I have a confession to make. I’m a data nerd. For the last eight months, every night, I’ve kept a sort of data-driven diary, with inputs from my daily life tracked inside a spreadsheet. And I’m not alone. There’s the Quantified Self Movement, where data nerds attend meet-up groups to talk about their own self-tracking methods. The movement’s cofounder Gary Wolf explains it as “self-knowledge through self-tracking with technology.” I haven’t yet attended any of these meet-ups, but I’m sure there are people that get even nerdier with their data than I do.
Why go to all the work of tracking data on yourself?
It’s not for everyone. You need enough self-discipline to spend 5-10 minutes on data entry each evening, consistently, for a few months at minimum. But the rewards are huge once you have accumulated enough data to pull some insights. Think about studies you read in the news, such as “drinking 2-5 cups of coffee a day results in x health benefits.” I don’t care about these studies too much, if I can’t take action on their insights in my own life, and test the results. By tracking your own data, you’ll uncover real insights, such as “When I drink 2-3 cups of coffee a day, I have an improved mood + am a more productive writer/exerciser/whatever. But when I have no coffee, or I have more than 3 cups of coffee, I don’t see these benefits. So 2-3 cups of coffee is my personal sweet spot.”
Find your personal sweet spots
I’ve been getting better at it, but I haven’t always been the best at listening to myself, and my needs, on an emotional level. Tracking this data has help me stay connected to + listen to myself. For example, I haven’t always realized how how much / little “me time” I need. By tracking social activities, I’ve been able to find the “sweet spot” for social activities, while paying more attention to this in my day-to-day, knowing that my “sweet spot” for social time is likely to change over time and other things going on in my life.
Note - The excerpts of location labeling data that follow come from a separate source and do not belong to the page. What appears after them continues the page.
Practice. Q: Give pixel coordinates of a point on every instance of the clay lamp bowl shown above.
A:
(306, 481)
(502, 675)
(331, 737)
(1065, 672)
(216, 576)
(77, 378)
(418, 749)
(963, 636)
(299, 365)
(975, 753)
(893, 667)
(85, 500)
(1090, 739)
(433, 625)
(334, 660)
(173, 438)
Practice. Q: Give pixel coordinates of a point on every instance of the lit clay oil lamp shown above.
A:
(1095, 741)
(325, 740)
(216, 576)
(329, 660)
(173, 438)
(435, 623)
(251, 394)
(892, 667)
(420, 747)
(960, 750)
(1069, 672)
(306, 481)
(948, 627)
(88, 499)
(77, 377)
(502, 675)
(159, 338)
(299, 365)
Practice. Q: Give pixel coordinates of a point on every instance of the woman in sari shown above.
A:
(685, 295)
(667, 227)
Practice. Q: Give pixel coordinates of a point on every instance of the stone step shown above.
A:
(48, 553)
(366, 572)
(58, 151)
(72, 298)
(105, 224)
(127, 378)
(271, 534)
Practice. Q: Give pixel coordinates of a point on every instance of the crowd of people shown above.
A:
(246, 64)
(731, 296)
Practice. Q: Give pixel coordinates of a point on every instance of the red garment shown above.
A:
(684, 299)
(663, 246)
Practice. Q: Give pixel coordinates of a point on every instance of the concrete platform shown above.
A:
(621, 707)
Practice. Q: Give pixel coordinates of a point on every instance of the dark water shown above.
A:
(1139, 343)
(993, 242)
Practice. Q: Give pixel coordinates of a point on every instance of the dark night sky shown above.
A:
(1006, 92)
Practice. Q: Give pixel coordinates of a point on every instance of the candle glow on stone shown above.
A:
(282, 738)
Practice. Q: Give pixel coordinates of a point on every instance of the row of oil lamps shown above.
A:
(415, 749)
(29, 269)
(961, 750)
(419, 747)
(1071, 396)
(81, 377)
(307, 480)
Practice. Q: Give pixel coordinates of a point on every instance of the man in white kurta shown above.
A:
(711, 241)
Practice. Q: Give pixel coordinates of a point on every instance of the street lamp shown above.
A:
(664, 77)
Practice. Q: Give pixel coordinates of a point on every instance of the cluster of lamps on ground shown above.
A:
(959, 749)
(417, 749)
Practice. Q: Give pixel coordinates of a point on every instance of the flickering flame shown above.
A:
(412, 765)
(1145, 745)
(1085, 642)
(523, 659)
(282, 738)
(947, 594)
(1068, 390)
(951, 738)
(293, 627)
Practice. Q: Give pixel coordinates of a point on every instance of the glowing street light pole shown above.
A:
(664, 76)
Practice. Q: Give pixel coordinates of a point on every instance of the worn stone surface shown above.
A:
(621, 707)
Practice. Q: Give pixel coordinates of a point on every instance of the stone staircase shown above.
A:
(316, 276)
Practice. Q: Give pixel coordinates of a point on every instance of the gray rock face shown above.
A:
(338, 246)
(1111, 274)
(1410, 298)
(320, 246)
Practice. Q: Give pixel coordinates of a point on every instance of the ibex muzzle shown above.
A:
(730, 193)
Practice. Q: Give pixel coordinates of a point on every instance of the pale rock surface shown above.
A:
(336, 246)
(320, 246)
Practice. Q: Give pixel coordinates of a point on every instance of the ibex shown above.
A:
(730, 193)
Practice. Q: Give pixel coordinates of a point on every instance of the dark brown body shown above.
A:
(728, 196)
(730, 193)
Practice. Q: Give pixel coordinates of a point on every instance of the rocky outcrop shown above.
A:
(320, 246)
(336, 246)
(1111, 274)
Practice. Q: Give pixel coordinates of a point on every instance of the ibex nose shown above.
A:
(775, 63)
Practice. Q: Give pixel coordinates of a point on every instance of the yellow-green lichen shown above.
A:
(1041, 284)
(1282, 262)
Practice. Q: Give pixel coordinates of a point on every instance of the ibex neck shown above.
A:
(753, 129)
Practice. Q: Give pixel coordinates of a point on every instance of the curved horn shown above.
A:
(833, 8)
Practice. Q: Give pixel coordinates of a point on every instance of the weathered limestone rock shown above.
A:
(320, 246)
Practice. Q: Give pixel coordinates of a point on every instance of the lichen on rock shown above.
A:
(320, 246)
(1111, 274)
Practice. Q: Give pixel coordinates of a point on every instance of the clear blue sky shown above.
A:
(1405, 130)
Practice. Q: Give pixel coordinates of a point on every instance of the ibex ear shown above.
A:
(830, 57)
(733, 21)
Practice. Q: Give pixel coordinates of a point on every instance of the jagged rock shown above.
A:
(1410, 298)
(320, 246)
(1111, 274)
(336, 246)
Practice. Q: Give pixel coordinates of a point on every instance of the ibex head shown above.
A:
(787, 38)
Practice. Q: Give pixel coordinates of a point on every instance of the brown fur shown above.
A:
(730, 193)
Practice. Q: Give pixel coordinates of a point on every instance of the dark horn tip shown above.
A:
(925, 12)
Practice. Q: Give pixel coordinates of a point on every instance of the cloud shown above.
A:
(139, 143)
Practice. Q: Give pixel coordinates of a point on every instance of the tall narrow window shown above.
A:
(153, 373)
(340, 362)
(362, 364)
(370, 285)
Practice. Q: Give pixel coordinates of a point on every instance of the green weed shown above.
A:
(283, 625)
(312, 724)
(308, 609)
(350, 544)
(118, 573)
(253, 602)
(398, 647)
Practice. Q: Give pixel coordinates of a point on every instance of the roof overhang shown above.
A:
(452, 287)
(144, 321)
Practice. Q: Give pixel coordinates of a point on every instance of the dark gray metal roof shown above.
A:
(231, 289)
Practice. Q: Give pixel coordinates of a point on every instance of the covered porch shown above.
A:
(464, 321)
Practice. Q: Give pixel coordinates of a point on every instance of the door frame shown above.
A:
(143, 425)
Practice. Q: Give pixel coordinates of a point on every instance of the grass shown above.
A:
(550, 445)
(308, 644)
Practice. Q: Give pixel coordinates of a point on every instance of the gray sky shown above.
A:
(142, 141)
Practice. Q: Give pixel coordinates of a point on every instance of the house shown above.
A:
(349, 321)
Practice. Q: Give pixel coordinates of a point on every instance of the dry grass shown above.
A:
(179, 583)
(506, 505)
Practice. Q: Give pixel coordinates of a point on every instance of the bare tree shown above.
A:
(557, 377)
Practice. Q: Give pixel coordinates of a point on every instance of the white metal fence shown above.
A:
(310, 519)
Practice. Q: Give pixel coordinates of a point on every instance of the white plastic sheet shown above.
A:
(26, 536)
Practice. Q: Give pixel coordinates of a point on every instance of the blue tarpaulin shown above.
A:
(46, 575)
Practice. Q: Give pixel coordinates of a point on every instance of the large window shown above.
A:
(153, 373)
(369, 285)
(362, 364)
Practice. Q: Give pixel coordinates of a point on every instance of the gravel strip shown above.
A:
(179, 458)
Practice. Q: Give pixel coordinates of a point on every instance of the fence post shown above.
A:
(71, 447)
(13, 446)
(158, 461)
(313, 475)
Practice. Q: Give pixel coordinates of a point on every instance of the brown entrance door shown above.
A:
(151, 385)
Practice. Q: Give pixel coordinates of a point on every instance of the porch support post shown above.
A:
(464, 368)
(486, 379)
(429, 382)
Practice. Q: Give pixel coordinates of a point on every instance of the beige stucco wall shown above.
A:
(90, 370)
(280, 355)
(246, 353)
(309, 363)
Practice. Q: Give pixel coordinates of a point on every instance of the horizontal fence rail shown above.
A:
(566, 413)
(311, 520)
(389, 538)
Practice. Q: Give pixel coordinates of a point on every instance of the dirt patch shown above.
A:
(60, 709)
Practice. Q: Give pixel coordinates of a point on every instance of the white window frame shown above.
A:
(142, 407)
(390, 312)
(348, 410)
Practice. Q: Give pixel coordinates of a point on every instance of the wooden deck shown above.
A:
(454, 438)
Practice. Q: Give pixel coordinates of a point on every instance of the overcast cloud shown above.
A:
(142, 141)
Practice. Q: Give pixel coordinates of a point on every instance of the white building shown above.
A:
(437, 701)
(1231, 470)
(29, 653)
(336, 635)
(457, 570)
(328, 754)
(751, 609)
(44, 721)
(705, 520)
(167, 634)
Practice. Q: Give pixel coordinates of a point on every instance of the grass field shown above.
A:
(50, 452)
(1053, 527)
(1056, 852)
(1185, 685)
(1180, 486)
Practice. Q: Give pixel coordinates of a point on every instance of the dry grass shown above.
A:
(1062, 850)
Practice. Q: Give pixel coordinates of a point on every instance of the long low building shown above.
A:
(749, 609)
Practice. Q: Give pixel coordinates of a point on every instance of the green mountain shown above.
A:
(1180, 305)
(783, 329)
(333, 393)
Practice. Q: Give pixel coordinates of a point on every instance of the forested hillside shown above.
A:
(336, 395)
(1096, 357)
Stay accountable to your goals + see if they are delivering the results you seek
I have a goal of getting 90 minutes of cardio in each week. By tracking my cardio minutes, I can see if I’m on/off track. I can also dig into the “why” behind the goal, for example, does getting more or less cardio impact my average mood score for the week?
As another example, when I was recovering from a back injury, I tracked my injury pain, daily physical therapy exercises, and any other physical activity I did during the day. This helped me track progress to my recovery (and showed me when I pushed toward recovery too aggressively).
Why use a spreadsheet? Isn’t there an app for that?
Yes, but quantified self apps are at the very early stages of providing useful insights on your data, and don’t allow you to customize the data you want to track. I haven’t seen any apps out there yet that allow for creative minds / spreadsheet nerds like myself to dig deeper into the data. The apps that help you quantify yourself right now (ex. Gyroscope) do this by pulling in data from all your other apps (e.g. Health Tracker, Fitbit, RescueTime), adding in their own features (ex. Mood Tracking), and spitting out daily + weekly insight reports. If you’re like me, you pay attention to these reports a few times and then get bored as they lack actionable insights. You want to dig into the data your own way.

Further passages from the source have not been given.